Being Still

I finished reading Beth Moore’s book Believing God {aff link} this week. It took me a while, as I had a lot of digesting to do. Her writing style is very gentle and yet to the point. I like it… which makes me laugh because I honestly had no idea who she was until a few months ago. Toward the end of the book, there were a few things I wanted to remember, so I spent some time Tuesday afternoon copying them to my journal and thinking about our current season in life.

Beth was describing types of challenges in life and our responses. Not all require us to wage an internal war, but instead ask us to be quiet and wait on the Lord. I was struck… shaken… to my core.

Keep up your day in, day out fundamentals, be still in ME, and trust that I am in control – total control. I don’t want your involvement on this issue. I just want you to practice keep your hands off of it and letting me have it.”

I read this paragraph over and over before writing “This is where I am right now. With everything that has cropped up – just practicing being still and trusting.” Matt and I have talked about this several times in the last year, we have done all we can in our struggles, only to have that inner voice telling us to simply be quiet and wait. For me, a type-A action-oriented person, this is hard. Not hard. Virtually impossible.

As my day progressed, I felt more and more that I was to embrace this… that I read this for a purpose. At 4:31pm my phone rang with the news that our rental {which is for sale and therefore vacant} was broken into and the copper piping stolen. I hung up the phone and stood in my dining room laughing.

Isn’t it the Best?
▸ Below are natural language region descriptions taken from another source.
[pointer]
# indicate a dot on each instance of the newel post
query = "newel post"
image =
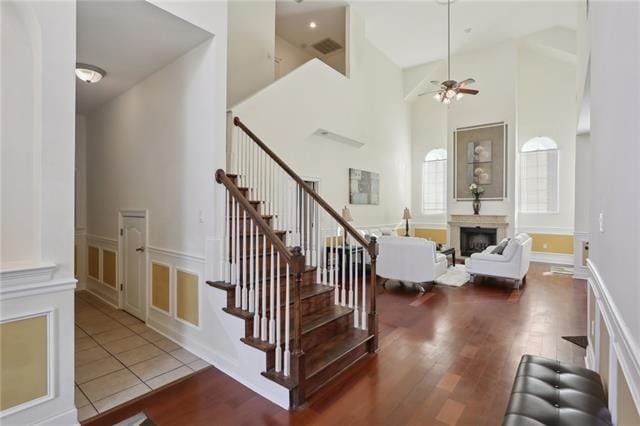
(373, 313)
(297, 355)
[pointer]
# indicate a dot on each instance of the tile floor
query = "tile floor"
(119, 358)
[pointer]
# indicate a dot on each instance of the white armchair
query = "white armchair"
(408, 259)
(512, 264)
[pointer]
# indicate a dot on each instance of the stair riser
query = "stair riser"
(332, 371)
(309, 304)
(308, 278)
(326, 331)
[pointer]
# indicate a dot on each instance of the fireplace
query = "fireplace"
(476, 239)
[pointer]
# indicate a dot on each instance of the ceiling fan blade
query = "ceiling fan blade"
(466, 82)
(428, 93)
(468, 91)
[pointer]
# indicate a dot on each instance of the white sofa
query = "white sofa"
(512, 264)
(410, 260)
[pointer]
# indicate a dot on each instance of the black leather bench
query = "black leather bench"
(548, 392)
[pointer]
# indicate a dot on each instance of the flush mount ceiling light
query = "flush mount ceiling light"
(89, 73)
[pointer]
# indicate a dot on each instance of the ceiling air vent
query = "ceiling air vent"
(327, 46)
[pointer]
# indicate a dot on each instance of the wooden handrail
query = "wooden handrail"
(222, 178)
(343, 223)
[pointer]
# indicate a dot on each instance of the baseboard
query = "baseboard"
(67, 418)
(627, 351)
(555, 258)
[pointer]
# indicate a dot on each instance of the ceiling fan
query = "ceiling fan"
(451, 89)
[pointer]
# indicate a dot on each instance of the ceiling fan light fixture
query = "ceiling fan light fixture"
(89, 73)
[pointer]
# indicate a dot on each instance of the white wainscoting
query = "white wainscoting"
(31, 291)
(97, 286)
(624, 353)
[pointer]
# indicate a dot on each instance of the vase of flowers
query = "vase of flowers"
(476, 191)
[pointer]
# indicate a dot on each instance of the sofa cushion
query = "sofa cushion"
(499, 249)
(548, 392)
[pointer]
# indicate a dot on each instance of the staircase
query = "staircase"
(302, 279)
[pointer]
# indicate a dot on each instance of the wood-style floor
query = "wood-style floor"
(447, 357)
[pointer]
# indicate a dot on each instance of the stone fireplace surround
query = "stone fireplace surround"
(458, 221)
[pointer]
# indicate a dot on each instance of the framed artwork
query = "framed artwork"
(480, 154)
(364, 187)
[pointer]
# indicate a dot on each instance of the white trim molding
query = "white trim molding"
(554, 258)
(622, 345)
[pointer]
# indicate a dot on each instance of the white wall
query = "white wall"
(546, 106)
(151, 148)
(367, 107)
(38, 106)
(289, 57)
(583, 184)
(615, 143)
(252, 32)
(433, 124)
(510, 78)
(21, 143)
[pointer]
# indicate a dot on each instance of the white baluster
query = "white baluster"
(233, 242)
(343, 282)
(244, 260)
(363, 323)
(350, 272)
(251, 261)
(287, 317)
(334, 270)
(278, 324)
(272, 323)
(256, 291)
(356, 314)
(226, 262)
(263, 323)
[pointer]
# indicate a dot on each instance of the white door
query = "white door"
(134, 273)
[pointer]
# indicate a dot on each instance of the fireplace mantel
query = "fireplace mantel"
(457, 221)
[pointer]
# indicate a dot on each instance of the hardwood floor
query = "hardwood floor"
(447, 357)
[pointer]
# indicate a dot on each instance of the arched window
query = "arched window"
(434, 181)
(539, 176)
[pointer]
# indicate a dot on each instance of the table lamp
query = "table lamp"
(406, 216)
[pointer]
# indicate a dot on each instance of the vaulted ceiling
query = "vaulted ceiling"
(415, 32)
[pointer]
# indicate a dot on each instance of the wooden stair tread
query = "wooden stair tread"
(323, 355)
(309, 322)
(323, 316)
(222, 285)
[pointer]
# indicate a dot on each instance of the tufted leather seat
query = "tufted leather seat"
(548, 392)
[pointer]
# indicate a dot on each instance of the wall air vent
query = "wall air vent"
(327, 46)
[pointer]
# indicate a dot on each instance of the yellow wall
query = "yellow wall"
(556, 243)
(23, 361)
(109, 272)
(187, 297)
(437, 235)
(93, 257)
(160, 286)
(627, 412)
(603, 368)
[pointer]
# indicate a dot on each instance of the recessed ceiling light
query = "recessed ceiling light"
(89, 73)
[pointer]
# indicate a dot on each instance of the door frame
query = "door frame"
(142, 214)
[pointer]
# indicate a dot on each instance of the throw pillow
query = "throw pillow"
(500, 247)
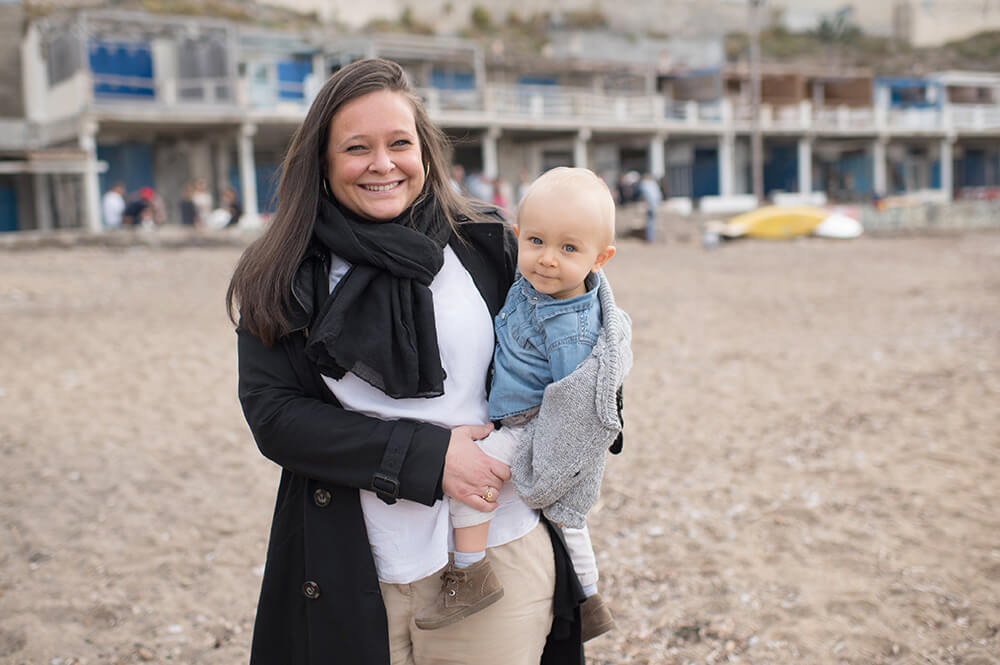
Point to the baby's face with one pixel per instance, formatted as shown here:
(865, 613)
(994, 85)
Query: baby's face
(559, 243)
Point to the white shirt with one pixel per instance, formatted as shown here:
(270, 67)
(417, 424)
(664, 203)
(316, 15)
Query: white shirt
(114, 205)
(409, 540)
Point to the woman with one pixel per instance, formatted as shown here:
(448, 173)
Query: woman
(365, 338)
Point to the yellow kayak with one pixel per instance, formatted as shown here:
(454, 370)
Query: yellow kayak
(777, 222)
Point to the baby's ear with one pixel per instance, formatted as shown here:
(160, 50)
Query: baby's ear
(603, 258)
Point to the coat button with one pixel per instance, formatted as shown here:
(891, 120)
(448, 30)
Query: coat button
(310, 590)
(321, 497)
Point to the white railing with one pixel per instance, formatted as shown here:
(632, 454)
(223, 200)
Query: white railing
(975, 116)
(926, 119)
(135, 89)
(205, 90)
(844, 118)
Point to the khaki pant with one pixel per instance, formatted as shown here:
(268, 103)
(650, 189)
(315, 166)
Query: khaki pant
(511, 631)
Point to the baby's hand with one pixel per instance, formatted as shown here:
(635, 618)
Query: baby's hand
(470, 475)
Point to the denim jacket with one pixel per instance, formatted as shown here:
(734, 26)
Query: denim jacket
(540, 340)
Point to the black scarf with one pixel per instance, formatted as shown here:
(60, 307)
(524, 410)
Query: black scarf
(378, 322)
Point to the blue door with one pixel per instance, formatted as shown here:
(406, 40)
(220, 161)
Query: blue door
(8, 207)
(705, 173)
(267, 176)
(122, 69)
(131, 163)
(291, 79)
(781, 169)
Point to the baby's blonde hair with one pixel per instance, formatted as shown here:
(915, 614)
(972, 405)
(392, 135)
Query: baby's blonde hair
(575, 181)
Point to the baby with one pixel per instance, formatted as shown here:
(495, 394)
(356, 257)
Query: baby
(549, 325)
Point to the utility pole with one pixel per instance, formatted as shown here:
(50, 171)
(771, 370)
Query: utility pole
(756, 140)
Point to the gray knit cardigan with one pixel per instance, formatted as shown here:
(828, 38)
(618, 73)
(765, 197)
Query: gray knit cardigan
(559, 462)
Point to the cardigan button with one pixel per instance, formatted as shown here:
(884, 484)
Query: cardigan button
(321, 498)
(310, 590)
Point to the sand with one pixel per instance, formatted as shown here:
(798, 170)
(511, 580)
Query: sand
(810, 471)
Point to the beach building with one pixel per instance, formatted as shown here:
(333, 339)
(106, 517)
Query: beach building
(154, 100)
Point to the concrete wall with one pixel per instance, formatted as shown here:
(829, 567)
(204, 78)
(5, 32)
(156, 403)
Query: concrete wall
(935, 22)
(958, 216)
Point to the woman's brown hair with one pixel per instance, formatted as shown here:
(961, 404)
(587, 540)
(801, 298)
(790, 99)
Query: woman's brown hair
(261, 284)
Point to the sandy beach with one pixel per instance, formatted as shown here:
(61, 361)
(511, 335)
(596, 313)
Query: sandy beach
(811, 471)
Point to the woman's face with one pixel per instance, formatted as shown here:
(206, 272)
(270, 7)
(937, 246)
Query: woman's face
(374, 165)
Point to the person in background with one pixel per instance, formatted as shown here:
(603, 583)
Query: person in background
(202, 200)
(113, 205)
(231, 202)
(458, 178)
(524, 181)
(650, 192)
(189, 212)
(501, 195)
(139, 211)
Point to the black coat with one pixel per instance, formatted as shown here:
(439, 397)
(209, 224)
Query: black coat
(320, 601)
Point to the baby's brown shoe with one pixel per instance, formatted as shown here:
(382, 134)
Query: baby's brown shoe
(464, 591)
(595, 618)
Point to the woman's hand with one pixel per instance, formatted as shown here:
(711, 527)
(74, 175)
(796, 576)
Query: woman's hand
(469, 473)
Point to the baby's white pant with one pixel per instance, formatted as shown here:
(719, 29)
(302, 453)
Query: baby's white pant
(500, 444)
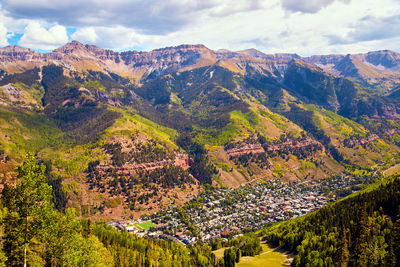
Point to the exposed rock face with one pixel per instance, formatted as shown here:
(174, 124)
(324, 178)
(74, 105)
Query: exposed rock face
(181, 160)
(368, 69)
(258, 149)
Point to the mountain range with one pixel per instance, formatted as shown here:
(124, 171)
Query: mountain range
(129, 133)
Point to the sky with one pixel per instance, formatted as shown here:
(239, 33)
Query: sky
(305, 27)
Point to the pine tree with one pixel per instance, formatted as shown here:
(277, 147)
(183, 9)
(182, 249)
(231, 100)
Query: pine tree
(27, 204)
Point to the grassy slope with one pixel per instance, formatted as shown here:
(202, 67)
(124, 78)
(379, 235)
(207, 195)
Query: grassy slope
(339, 128)
(267, 257)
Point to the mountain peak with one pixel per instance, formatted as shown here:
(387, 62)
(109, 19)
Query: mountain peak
(15, 49)
(70, 47)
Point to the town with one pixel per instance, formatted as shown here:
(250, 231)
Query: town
(225, 213)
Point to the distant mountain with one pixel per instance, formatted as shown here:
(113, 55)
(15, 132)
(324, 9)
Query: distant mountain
(148, 128)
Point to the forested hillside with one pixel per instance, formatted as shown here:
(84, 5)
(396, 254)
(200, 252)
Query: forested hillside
(36, 234)
(129, 134)
(360, 230)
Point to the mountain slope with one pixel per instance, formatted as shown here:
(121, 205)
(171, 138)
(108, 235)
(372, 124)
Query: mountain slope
(134, 126)
(360, 230)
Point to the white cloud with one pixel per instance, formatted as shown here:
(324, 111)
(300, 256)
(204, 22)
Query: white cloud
(307, 6)
(85, 35)
(3, 35)
(37, 37)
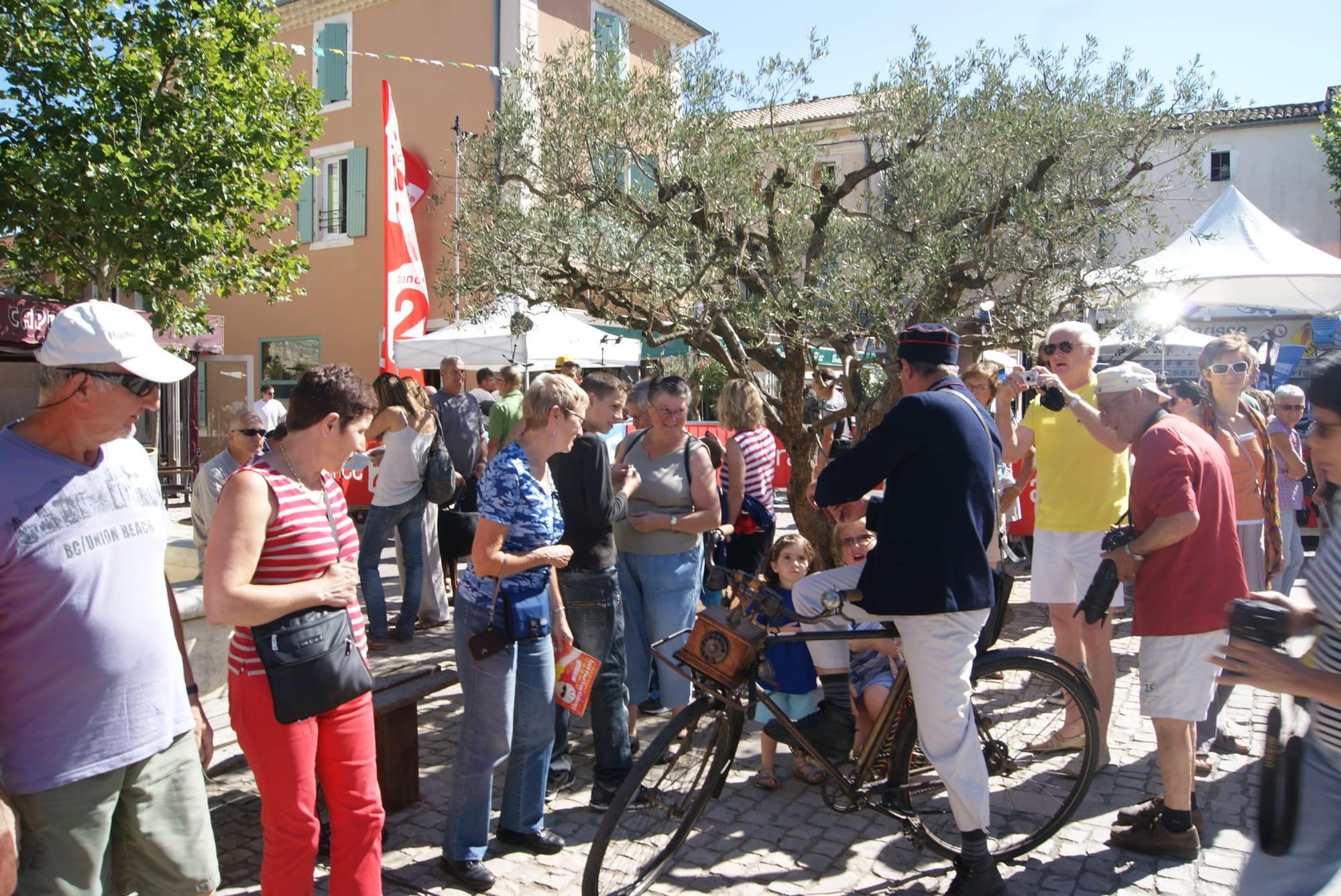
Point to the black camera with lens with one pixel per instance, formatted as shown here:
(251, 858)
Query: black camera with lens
(1260, 621)
(1099, 596)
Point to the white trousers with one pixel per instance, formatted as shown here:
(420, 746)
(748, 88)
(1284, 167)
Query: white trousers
(939, 651)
Despite all our efforts and precautions, someone still broke in. And yet, I chose stillness over fear. Perhaps for the first time in my life even. This year I have determined that instead of chasing perfection, I am going to embrace growth. Growth happens at it’s own rate… no matter my goals or plans, I have to just keep pushing forward and trust that the process of growth will still occur regardless of how it feels to me. In this moment, I can see the growth.

Stillness is hard for me. But this small victory of not allowing myself to panic and instead trust that everything will work out shows me that I’m learning. I’m making progress. I’m growing in the stillness, inspite of myself. Because of Him.